Cuando malgastamos, según el concepto mottainai, no somos conscientes de que usamos más de lo que merecemos como habitantes del planeta en el presente, una irreverencia y falta de respeto a los que han vivido, a quienes conviven con nosotros en el presente y quienes vivirán.
Desperdiciar es un acto de irreverencia, la mayor falta de respeto
Se puede desperdiciar esfuerzo, alimentos, tiempo, talento, emoción, potencial, amor al prójimo. Y, claro, recursos naturales.

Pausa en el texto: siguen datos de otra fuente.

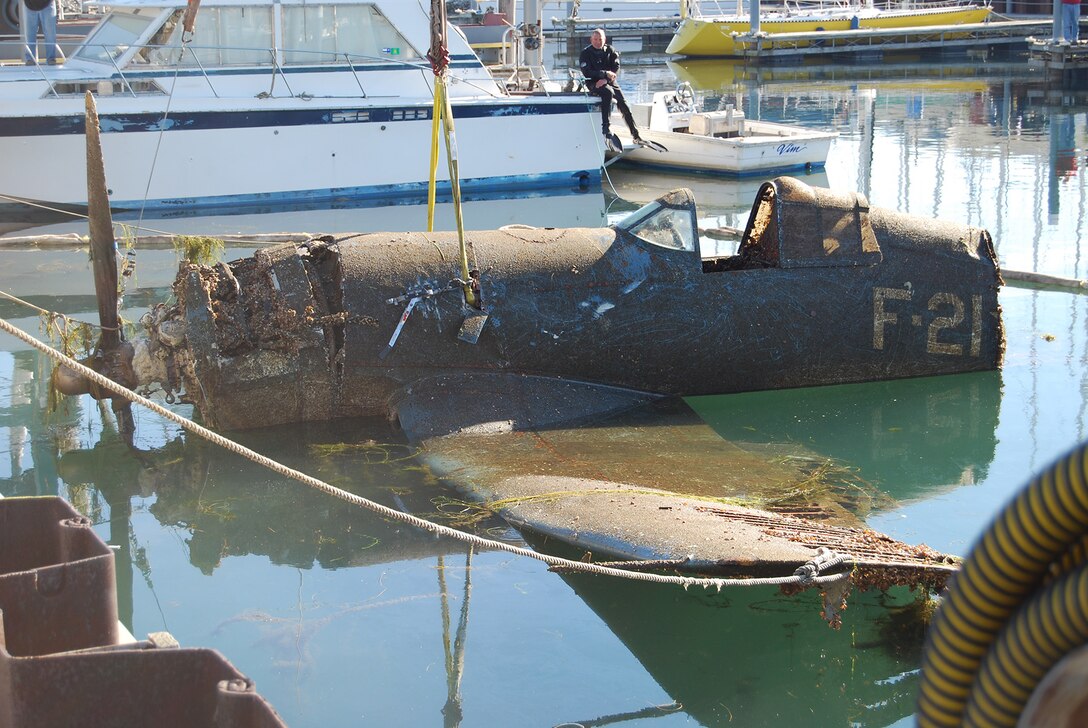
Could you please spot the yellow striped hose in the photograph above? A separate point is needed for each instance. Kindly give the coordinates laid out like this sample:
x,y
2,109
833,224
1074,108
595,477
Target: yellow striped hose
x,y
999,629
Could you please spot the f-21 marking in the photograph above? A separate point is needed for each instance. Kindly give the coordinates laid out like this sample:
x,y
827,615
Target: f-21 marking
x,y
951,309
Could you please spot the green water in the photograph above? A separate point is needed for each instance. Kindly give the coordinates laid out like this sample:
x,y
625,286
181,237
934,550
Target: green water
x,y
338,616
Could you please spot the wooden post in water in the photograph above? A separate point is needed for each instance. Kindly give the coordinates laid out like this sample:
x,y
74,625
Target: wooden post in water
x,y
103,257
100,223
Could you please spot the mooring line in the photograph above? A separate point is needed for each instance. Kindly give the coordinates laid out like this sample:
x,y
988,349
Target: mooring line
x,y
804,575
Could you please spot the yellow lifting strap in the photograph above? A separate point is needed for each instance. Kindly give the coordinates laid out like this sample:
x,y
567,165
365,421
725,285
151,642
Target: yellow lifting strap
x,y
443,114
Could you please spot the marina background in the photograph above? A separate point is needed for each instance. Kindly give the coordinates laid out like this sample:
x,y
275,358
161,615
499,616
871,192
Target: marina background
x,y
343,619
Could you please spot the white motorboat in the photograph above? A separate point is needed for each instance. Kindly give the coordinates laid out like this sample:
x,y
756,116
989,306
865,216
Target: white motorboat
x,y
680,137
276,101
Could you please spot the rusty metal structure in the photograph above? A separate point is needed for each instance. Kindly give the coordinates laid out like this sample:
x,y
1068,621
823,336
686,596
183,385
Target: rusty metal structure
x,y
63,659
576,322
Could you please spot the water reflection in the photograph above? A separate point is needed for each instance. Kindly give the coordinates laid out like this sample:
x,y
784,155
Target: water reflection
x,y
910,439
577,207
754,657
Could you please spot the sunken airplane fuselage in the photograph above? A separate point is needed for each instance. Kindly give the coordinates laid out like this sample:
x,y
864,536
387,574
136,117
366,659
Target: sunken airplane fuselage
x,y
823,291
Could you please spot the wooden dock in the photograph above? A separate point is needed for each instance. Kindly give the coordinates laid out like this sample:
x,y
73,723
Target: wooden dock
x,y
1060,58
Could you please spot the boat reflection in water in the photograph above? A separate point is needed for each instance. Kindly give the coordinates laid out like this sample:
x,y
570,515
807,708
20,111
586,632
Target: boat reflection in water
x,y
743,654
566,207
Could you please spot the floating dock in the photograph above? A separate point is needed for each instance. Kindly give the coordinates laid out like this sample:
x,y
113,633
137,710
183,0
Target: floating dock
x,y
1059,58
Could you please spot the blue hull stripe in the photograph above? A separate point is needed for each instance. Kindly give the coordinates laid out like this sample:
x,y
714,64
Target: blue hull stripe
x,y
217,120
403,194
774,171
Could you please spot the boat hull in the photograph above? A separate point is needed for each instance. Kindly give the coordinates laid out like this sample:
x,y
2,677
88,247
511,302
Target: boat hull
x,y
771,148
224,155
714,36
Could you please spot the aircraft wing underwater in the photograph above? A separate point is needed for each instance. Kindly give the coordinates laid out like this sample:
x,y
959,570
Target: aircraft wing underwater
x,y
558,330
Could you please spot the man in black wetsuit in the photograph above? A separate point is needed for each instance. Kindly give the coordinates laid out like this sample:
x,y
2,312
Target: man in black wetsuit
x,y
600,63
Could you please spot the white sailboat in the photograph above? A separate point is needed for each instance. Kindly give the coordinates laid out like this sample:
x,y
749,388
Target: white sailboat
x,y
277,101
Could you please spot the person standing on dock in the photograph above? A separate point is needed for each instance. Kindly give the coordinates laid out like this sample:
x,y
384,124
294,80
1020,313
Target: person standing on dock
x,y
39,13
1071,20
600,64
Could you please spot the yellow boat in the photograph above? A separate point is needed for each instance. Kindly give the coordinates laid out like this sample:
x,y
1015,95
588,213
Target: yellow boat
x,y
714,35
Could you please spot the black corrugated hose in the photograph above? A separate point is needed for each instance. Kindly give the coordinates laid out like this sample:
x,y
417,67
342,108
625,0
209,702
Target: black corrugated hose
x,y
1015,608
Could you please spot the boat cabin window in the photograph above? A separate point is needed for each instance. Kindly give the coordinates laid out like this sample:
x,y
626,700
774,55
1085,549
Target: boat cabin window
x,y
312,34
663,224
223,36
116,34
326,34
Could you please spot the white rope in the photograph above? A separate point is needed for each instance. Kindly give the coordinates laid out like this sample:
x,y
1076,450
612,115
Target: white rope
x,y
392,514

Despilfarrar la naturaleza es el acto de mottainai por antonomasia, la vergüenza original.
Mottainai es una palabra compuesta. “Mottai” se refiere a la dignidad intrínseca de una entidad material, su condición sacra en el sentido espiritual; mientras “nai” indica su falta o ausencia.
Cualquiera de nosotros, durante un paseo otoñal por un bosque o parque -puede estar al lado de casa-, podemos dedicar un momento a nosotros mismos y, libres de las cosas más acuciantes del presente, intuir nuestro propio modo de expresar nuestra relación con lo natural.
Un pez no sabe que está dentro del agua
Puede ser una idea, parte de una creencia, filosofía, o simplemente puro panteísmo, como la afirmación de Camus acerca de la belleza del otoño o la versión Mohawk del discurso de Acción de Gracias.
En un momento de incertidumbre, sensación de precampaña electoral permanente e instigación al miedo y al Apocalipsis, no está de más clavar los pies en el suelo, ser conscientes nuestra interdependencia con el resto de las cosas y celebrarlo positivamente.
Personalmente, si tengo que quejarme, prefiero hacerlo en el sentido mottainai, denunciando cómo no se reconoce el malgasto de los recursos, al fin y al cabo el origen de los problemas actuales. Se pueden hacer las cosas mucho mejor, con mucho menos.